EXHIBIT 5.1

 

February 1, 2023

 

Aceragen, Inc.

505 Eagleview Blvd., Suite 212

Exton, Pennsylvania 19341

 

Re: Aceragen, Inc. Registration Statement on Form S-8 Filed on February 1, 2023

 

Ladies and Gentlemen:

 

We have acted as counsel to Aceragen, Inc. (formerly known as Idera Pharmaceuticals, Inc.), a Delaware corporation (the “Company”), in connection with its filing of a Registration Statement on Form S-8 (the “Registration Statement”) under the Securities Act of 1933, as amended (the “Act”), with the Securities and Exchange Commission (the “SEC”) on the date hereof.
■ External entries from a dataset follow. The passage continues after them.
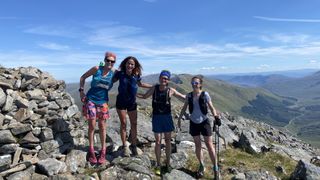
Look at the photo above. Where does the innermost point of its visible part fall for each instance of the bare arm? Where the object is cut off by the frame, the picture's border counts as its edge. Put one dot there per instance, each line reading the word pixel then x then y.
pixel 144 85
pixel 147 94
pixel 83 78
pixel 178 95
pixel 212 109
pixel 115 78
pixel 183 110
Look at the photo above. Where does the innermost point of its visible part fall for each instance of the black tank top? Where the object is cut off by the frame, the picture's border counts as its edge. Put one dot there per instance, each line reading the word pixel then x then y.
pixel 161 101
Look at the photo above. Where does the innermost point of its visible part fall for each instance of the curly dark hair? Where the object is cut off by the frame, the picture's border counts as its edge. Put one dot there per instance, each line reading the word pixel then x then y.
pixel 137 69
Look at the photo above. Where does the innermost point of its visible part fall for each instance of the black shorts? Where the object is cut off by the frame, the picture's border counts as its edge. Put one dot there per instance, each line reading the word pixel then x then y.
pixel 126 106
pixel 203 128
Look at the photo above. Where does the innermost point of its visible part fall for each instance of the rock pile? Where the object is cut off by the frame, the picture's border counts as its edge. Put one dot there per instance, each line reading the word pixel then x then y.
pixel 39 122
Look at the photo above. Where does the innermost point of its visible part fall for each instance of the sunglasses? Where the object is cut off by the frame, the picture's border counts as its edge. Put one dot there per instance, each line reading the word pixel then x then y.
pixel 194 83
pixel 109 61
pixel 164 78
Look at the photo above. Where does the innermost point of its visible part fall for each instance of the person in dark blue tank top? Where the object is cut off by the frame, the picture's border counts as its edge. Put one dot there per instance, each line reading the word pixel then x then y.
pixel 162 121
pixel 96 103
pixel 129 77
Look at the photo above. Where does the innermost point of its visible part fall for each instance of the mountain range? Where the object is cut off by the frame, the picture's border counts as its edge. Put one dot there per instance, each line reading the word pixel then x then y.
pixel 275 99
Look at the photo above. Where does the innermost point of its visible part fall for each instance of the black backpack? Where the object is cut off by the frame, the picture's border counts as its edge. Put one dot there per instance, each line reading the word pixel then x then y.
pixel 202 103
pixel 161 105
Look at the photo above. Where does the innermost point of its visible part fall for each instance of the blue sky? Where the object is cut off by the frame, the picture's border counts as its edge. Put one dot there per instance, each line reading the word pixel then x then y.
pixel 67 37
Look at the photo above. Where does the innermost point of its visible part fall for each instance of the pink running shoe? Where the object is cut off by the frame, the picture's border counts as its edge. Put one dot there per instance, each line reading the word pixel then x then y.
pixel 92 156
pixel 102 157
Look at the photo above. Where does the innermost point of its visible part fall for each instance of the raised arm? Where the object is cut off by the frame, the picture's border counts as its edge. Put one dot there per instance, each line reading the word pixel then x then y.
pixel 212 109
pixel 83 78
pixel 144 85
pixel 178 95
pixel 183 110
pixel 115 78
pixel 147 94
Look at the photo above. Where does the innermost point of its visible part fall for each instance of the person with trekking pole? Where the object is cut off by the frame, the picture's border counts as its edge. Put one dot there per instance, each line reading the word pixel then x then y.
pixel 129 77
pixel 95 103
pixel 199 102
pixel 162 121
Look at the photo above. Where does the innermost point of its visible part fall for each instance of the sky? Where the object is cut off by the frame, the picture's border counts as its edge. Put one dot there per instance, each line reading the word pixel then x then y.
pixel 68 37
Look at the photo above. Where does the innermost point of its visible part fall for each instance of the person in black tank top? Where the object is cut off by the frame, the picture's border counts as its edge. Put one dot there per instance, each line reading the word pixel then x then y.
pixel 99 109
pixel 162 121
pixel 199 103
pixel 129 79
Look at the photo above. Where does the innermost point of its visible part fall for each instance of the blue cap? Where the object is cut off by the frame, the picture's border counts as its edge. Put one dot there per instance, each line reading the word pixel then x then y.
pixel 165 73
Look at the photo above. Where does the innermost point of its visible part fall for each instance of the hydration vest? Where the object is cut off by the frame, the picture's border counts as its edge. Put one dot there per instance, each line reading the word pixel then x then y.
pixel 202 103
pixel 161 101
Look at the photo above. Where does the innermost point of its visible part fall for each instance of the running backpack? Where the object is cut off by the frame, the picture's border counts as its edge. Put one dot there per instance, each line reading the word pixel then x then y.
pixel 202 103
pixel 161 101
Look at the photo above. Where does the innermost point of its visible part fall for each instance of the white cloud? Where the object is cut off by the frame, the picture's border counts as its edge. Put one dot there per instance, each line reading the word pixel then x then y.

The Registration Statement relates to the registration of the offer and sale of 2,613,384 shares of common stock, $0.001 par value, of the Company (the “Common Stock”), which consists of (i) 1,582,691 shares of Common Stock reserved for issuance under the Idera Pharmaceuticals, Inc. 2022 Stock Incentive Plan (the “2022 Plan”) and (ii) 1,030,693 shares of Common Stock reserved for issuance under the Aceragen, Inc. 2021 Stock Incentive Plan, as amended (the “Target Company Plan” and, together with the 2022 Plan, the “Plans”).

 

In connection with this opinion letter, we have examined the Registration Statement and originals, or copies certified or otherwise identified to our satisfaction, of (i) the Restated Certificate of Incorporation of the Company, as amended to date, (ii) the Second Amended and Restated Bylaws of the Company, as amended to date, (iii) certain resolutions of the Company’s Board of Directors relating to the Registration Statement, (iv) the Plans, and (v) such other documents, records, and other instruments as we have deemed appropriate for purposes of the opinions set forth herein.

 

We have assumed the genuineness of all signatures, the legal capacity of all natural persons, the authenticity of the documents submitted to us as originals, the conformity with the originals of all documents submitted to us as certified, facsimile or photostatic copies, and the authenticity of the originals of all documents submitted to us as copies. With respect to matters of fact relevant to our opinions as set forth below, we have relied upon certificates of officers of the Company, representations made by the Company in documents examined by us, and representations of officers of the Company. We have also obtained and relied upon such certificates and assurances from public officials as we have deemed necessary for the purposes of our opinions set forth below.

 

Subject to the foregoing and the other matters set forth herein, we are of the opinion, as of the date hereof that the Common Stock has been duly authorized by the Company and, when issued by the Company in accordance with the provisions of the Plans, will be validly issued, fully paid, and non-assessable.

 

We hereby consent to the use of this opinion as Exhibit 5.1 to the Registration Statement. In giving such consent, we do not hereby admit that we are acting within the category of persons whose consent is required under Section 7 of the Act or the rules or regulations of the SEC thereunder.

 

The opinions expressed herein are limited to the Federal laws of the United States and the Delaware General Corporation Law, as amended.